BP’s Deepwater Horizon Disaster: The False Hope of Nationalization

ThinkProgress reports, and Crooks & Liars confirms, that the U.S. Code contains clear authorization for President Obama to nationalize, commandeer, or otherwise direct, at BP’s expense, the cleanup of the disastrous Gulf Coast oil spill, citing 33 U.S.C. § 1321(c), the relevant subsections of which follow:

  • (A) If a discharge, or a substantial threat of a discharge, of oil or a hazardous substance from a vessel, offshore facility, or onshore facility is of such a size or character as to be a substantial threat to the public health or welfare of the United States (including but not limited to fish, shellfish, wildlife, other natural resources, and the public and private beaches and shorelines of the United States), the President shall direct all Federal, State, and private actions to remove the discharge or to mitigate or prevent the threat of the discharge.
  • (B) In carrying out this paragraph, the President may, without regard to any other provision of law governing contracting procedures or employment of personnel by the Federal Government
    • (i) remove or arrange for the removal of the discharge, or mitigate or prevent the substantial threat of the discharge; and
    • (ii) remove and, if necessary, destroy a vessel discharging, or threatening to discharge, by whatever means are available.

Emphasis theirs.

However, it’s not clear that any of those provisions authorize the drastic remedies of commandeering BP, or buying the company, and “send[ing] the bill to its foreign parent company.” Nationalization of a private company, even one we don’t like, is a drastic remedy disfavored at law unless a clear statement exists authorizing just that. We went through this type of scenario in the depths of the Korean War, when President Truman hoped to nationalize the nation’s steel mills, to avoid a strike that could’ve crippled the war effort. In Youngstown Sheet & Tube Co. v. Sawyer, 343 U.S. 579 (1952), the Supreme Court held that the President could not exercise that authority in the face of explicit Congressional disapproval.

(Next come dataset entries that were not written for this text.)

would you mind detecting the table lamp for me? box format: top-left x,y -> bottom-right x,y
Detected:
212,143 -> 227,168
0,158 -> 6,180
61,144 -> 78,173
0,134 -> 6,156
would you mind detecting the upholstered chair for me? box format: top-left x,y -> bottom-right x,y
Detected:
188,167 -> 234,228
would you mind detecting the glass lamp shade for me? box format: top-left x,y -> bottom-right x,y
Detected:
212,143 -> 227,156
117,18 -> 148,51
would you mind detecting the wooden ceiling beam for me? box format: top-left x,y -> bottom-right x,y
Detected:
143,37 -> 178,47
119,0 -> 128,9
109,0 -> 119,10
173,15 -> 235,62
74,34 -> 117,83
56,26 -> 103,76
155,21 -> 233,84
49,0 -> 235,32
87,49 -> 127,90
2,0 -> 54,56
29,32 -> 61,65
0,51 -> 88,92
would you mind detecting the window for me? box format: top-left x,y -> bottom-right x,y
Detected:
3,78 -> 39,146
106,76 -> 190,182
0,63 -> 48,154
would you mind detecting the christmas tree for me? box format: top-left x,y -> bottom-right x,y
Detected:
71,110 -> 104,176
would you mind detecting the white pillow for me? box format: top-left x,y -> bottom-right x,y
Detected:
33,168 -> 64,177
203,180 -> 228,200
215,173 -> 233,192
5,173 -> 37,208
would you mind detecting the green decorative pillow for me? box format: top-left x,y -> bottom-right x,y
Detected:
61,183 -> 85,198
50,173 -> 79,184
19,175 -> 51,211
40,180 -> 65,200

Here, although Congress hasn’t outright expressed a policy against nationalization of a major polluter, the powers granted are limited. The statute states that the President “shall” (must) “direct” (coordinate) “Federal, State, and private actions,” and towards that end may “remove and, if necessary, destroy a vessel discharging, or threatening to discharge [oil], by whatever means are available.” The first clause is precatory, assigning the President a duty, but granting no independent authority to fulfill it; the sections that follow it authorize limited means towards that end. Neither is adequate to the task posed.

The statute purports to distinguish between a “vessel” (“every description of watercraft or other artificial contrivance used, or capable of being used, as a means of transportation on water other than a public vessel,” 33 U.S.C. § 1321(a)(3)), an “offshore facility” (essentially something afloat that’s not a “vessel,” 33 U.S.C. § 1321(a)(11)), and an “owner” or “operator” over the same. Plenary authority is given only over a “vessel” — not an “offshore facility,” like Deepwater Horizon, and not an “owner,” like BP or its affiliates. The statute is therefore a near-miss, whose scope suggests that Congress considered but rejected further grants of authority. By failing to mention nationalization, then, the statute effectively bans it.

There may be room for debate over this conclusion. But to avoid protracted litigation, the issue can’t be a “close call.” It has to be a slam dunk, which it’s not. Nationalization seems attractive, especially because of its punitive quality. By nationalizing BP, we treat it as a threat, and a failure. Both may be true, but penalizing BP can’t be our prime motivation. At least, not yet.